This article is the implementation guide I would hand to a technical SEO who asked "do I bother with llms.txt today, and if yes, what do I put in it?" The answer is yes, with caveats, and the contents matter more than the existence. We will walk the spec, the file structure that actually retrieves well, the hosting decisions, the log instrumentation that tells you whether anything is fetching it, and the adoption data we have through Q1 2026.

What llms.txt actually is

llms.txt is a markdown file at your root domain — https://yourdomain.com/llms.txt — designed to give LLM agents a curated, link-rich summary of your site. The full spec lives at llmstxt.org. The structure is simple: an H1 with the site name, a blockquote with a one-paragraph summary, optional context, and then a series of H2 sections containing markdown link lists pointing to your highest-value canonical pages.

It is not a robots.txt replacement. robots.txt and llms.txt serve different functions. robots.txt is a crawl-permission file with a 30-year IETF heritage and well-defined directives. llms.txt is a curation file that says "here is the spine of our content, in reading order, with descriptions." Treat it as a sitemap-with-prose for retrieval-augmented systems, not as a permission boundary.

The companion file is /llms-full.txt, an expanded variant that inlines the full markdown of every page referenced in llms.txt. The motivation: an LLM agent that reads llms-full.txt does not need to follow links and re-render pages, which saves tokens and side-steps JavaScript-rendering issues. For sites under 200,000 words, llms-full.txt is feasible. For larger ones, ship llms.txt only.

The spec, in 60 seconds

The structural rules from llmstxt.org:

  • One H1, exactly. The H1 is the site or product name.
  • Optional blockquote summary directly after the H1.
  • Optional non-heading paragraphs for additional context.
  • One or more H2 sections, each containing a markdown link list. Each link entry is [Title](url): optional description.
  • A special H2 called Optional for links that the LLM may safely skip if context is tight.

That is the entire spec. It is intentionally minimal. The discipline is in what you choose to link, not in fancy syntax.

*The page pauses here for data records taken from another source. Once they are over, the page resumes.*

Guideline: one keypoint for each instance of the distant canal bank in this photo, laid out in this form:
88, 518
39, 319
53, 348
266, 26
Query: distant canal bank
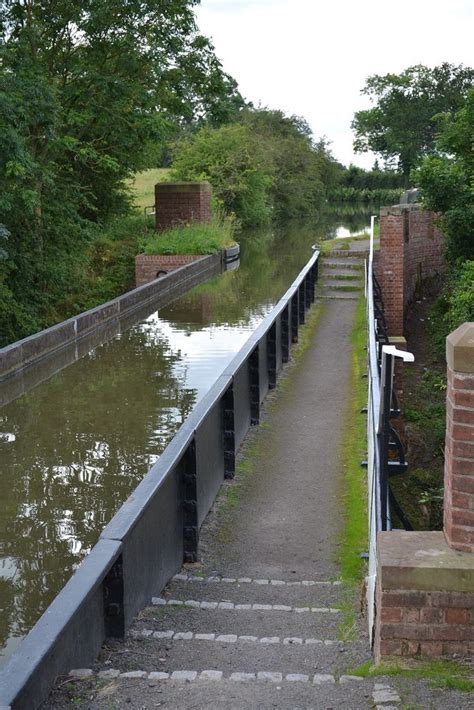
74, 447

What to actually put in your llms.txt

Most of the bad llms.txt files in production do one of three things: they list every page on the site (treating it as a sitemap), they list nothing but the homepage and pricing (treating it as a billboard), or they mirror the navigation menu (which already exists in HTML and adds no signal). The good ones treat the file as an editorial decision about which sources you want a model to learn from.

A working pattern for a B2B SaaS site:

  • About the product. One link to the canonical "what is X" page, one link to the "how X works" page, one link to the documented feature list. Three links, not thirty.
  • Documentation. The top 20-40 doc pages by traffic, grouped by topic. If you have an LLM-generated "ask the docs" feature internally, mirror that priority list here.
  • Reference material. API reference, schema definitions, glossary. Things an LLM would benefit from when answering "how do I use product X for use case Y".
  • Authored content. The pillar articles and original research on your blog. Skip thin posts and SEO landing pages.
  • Trust and identity. Company page, security page, terms of service. Not for legal coverage — for entity grounding. The model needs to know who you are.

A working pattern for a publisher:

  • Editorial standards. Your masthead, ethics policy, correction policy. This is the fastest way for a model to verify your credibility.
  • Topic hubs. Five to ten topic pages, each linking to the canonical body of work on that topic.
  • Original reporting. A curated list of investigations, exclusives, and primary-source pieces. The work you would want cited.
  • Author pages. Your senior reporters with bylines and credentials. This grounds author entities for retrieval.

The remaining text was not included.